This function takes a pointer to a btstack_run_loop_t object (we point to btstack_run_loop_async_context), and it sets the value of the variable the_run_loop to the value of this pointer. the_run_loop is a globally declared pointer to a btstack_run_loop_t, and the device-agnostic btstack code uses this pointer. So, we've now attached this device agnostic code to our device-specific RP2040 code!

This function then calls the init field of the_run_loop. Because the_run_loop now points to btstack_run_loop_async_context, this is actually calling the init field of this object. We see that the init field of this object points to the function btstack_run_loop_async_context_init. Let's look at that function.

static void btstack_run_loop_async_context_init(void) {
    btstack_run_loop_base_init();
    btstack_timeout_worker.do_work = btstack_timeout_reached;
    btstack_processing_worker.do_work = btstack_work_pending;
    async_context_add_when_pending_worker(btstack_async_context, &btstack_processing_worker);
}

This function first calls btstack_run_loop_base_init(), which does the following:

// private data (access only by run loop implementations)
btstack_linked_list_t  btstack_run_loop_base_timers;
btstack_linked_list_t  btstack_run_loop_base_data_sources;
btstack_linked_list_t  btstack_run_loop_base_callbacks;

void btstack_run_loop_base_init(void){
    btstack_run_loop_base_timers = NULL;
    btstack_run_loop_base_data_sources = NULL;
    btstack_run_loop_base_callbacks = NULL;
}

You can see that this simply clears three linked lists, one containing timers, another containing data sources, and a third containing callbacks.
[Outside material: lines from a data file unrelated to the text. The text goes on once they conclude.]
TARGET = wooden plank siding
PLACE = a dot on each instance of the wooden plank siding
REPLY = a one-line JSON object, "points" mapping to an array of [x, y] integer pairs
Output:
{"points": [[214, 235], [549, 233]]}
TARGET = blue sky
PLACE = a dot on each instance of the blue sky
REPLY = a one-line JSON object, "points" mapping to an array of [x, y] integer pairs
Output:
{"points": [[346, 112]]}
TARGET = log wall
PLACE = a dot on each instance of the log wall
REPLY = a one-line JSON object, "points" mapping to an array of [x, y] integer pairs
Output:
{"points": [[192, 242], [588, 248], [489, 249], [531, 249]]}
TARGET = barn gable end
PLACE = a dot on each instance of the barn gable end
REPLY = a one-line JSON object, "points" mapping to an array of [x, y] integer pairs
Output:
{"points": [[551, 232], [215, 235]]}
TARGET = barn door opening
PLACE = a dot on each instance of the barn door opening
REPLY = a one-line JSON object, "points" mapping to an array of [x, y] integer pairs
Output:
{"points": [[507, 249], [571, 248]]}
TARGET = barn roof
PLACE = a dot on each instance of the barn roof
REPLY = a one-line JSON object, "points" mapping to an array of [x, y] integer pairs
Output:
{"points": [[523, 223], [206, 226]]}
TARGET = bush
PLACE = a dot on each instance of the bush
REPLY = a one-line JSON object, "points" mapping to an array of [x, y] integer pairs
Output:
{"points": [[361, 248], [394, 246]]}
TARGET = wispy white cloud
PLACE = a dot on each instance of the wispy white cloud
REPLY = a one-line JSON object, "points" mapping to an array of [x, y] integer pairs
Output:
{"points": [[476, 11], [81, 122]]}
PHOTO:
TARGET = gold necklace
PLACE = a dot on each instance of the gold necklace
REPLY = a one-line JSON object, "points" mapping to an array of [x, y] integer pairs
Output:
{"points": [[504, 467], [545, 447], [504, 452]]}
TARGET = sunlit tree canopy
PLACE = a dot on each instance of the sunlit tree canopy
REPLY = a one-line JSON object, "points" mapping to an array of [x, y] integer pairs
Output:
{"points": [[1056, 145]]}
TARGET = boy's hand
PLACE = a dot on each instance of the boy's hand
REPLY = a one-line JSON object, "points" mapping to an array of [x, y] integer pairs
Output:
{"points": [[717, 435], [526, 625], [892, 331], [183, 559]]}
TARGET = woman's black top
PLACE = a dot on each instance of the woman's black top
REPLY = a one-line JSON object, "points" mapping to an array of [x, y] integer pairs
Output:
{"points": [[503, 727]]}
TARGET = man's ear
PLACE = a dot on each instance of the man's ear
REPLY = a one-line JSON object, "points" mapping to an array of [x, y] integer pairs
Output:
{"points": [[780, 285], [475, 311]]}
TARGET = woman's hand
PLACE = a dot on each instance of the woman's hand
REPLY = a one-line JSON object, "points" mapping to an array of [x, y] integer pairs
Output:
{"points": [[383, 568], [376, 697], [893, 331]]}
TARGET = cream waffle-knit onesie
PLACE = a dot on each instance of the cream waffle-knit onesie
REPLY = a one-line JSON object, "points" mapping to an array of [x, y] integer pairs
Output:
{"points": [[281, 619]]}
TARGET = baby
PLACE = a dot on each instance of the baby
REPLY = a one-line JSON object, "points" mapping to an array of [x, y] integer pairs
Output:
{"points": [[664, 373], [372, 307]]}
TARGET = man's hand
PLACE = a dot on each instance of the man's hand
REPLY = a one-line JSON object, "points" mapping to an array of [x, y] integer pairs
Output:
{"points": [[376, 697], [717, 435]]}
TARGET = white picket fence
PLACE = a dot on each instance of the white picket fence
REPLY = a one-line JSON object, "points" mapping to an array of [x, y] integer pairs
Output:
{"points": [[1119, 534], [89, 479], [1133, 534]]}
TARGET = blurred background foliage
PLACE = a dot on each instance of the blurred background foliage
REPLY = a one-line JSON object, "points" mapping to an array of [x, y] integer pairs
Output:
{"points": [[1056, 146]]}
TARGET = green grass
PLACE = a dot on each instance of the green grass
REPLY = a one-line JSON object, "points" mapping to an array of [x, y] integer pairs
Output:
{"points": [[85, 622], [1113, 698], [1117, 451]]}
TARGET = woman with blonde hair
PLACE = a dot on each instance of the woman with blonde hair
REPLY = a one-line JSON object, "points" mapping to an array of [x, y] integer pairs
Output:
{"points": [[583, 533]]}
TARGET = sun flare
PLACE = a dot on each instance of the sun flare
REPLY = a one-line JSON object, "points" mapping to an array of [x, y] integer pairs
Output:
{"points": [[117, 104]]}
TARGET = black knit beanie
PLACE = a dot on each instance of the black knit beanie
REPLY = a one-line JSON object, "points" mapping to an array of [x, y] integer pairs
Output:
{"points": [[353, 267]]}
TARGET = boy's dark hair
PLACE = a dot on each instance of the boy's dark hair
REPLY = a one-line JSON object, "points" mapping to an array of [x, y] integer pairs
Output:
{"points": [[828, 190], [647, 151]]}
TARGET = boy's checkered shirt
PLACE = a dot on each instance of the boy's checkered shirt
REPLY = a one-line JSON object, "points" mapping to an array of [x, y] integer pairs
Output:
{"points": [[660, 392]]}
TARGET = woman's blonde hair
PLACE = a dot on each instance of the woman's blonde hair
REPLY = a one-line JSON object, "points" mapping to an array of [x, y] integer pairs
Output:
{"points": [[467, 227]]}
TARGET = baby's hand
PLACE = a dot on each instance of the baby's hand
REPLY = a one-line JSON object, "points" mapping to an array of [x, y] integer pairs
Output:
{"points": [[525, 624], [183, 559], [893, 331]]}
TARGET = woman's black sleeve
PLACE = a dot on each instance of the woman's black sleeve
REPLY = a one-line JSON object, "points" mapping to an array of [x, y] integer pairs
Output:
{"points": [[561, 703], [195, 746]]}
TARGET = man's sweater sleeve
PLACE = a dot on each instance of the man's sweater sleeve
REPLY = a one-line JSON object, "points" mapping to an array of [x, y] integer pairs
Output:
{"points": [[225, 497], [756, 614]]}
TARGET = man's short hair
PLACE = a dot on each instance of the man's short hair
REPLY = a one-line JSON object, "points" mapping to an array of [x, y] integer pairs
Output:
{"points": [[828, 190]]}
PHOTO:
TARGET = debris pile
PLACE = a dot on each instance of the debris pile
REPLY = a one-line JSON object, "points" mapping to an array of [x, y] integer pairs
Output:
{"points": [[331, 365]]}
The function then calls btstack_timeout_worker.do_work = btstack_timeout_reached;. This is setting the do_work field of the btstack_timeout_worker object (globally declared, of type async_at_time_worker_t) to point to a function called btstack_timout_reached. Here's that function:

static void btstack_timeout_reached(__unused async_context_t *context, __unused async_at_time_worker_t *worker) {
    // simply wakeup worker
    async_context_set_work_pending(btstack_async_context, &btstack_processing_worker);
}

As you can see, this simply wakes up another worker, which we'll look at now. The next line of btstack_run_loop_async_context_init is btstack_processing_worker.do_work = btstack_work_pending;. This is setting the do_work field of an async_when_pending_worker_t object to point to the function btstack_work_pending. Here's what that function looks like:

static void btstack_work_pending(__unused async_context_t *context, __unused async_when_pending_worker_t *worker) {
    // poll data sources
    btstack_run_loop_base_poll_data_sources();

    // execute callbacks
    btstack_run_loop_base_execute_callbacks();

    uint32_t now = to_ms_since_boot(get_absolute_time());

    // process timers
    btstack_run_loop_base_process_timers(now);
    now = to_ms_since_boot(get_absolute_time());
    int ms = btstack_run_loop_base_get_time_until_timeout(now);
    if (ms == -1) {
        async_context_remove_at_time_worker(btstack_async_context, &btstack_timeout_worker);
    } else {
        async_context_add_at_time_worker_in_ms(btstack_async_context, &btstack_timeout_worker, ms);
    }
}

Here is where we go get the data from the data sources! The first line calls btstack_run_loop_base_poll_data_sources();. Here's what that does:

void btstack_run_loop_base_poll_data_sources(void){
    // poll data sources
    btstack_data_source_t *ds;
    btstack_data_source_t *next;
    for (ds = (btstack_data_source_t *) btstack_run_loop_base_data_sources; ds != NULL ; ds = next){
        next = (btstack_data_source_t *) ds->item.next; // cache pointer to next data_source to allow data source to remove itself
        if (ds->flags & DATA_SOURCE_CALLBACK_POLL){
            ds->process(ds, DATA_SOURCE_CALLBACK_POLL);
        }
    }
}

It goes through every data source in the btstack_run_loop_base_data_sources linked list, checks whether that data source is labeled as DATA_SOURCE_CALLBACK_POLL and, if so, executes the function pointed to by that data source's process field. As we'll see, it's this process field which implements the low-level data transaction with (in our case) the Bluetooth module. After having executed all necessary process functions, the btstack_work_pending worker then calls btstack_run_loop_base_execute_callbacks();. Here's that function:

void btstack_run_loop_base_execute_callbacks(void){
    while (1){
        btstack_context_callback_registration_t * callback_registration = (btstack_context_callback_registration_t *) btstack_linked_list_pop(&btstack_run_loop_base_callbacks);
        if (callback_registration == NULL){
            break;
        }
        (*callback_registration->callback)(callback_registration->context);
    }
}

It goes through each callback in btstack_run_loop_base_callbacks. In the event that the callback is registered, it will call that function with user arguments as specified by the context field of the btstack_context_callback_registration_t object.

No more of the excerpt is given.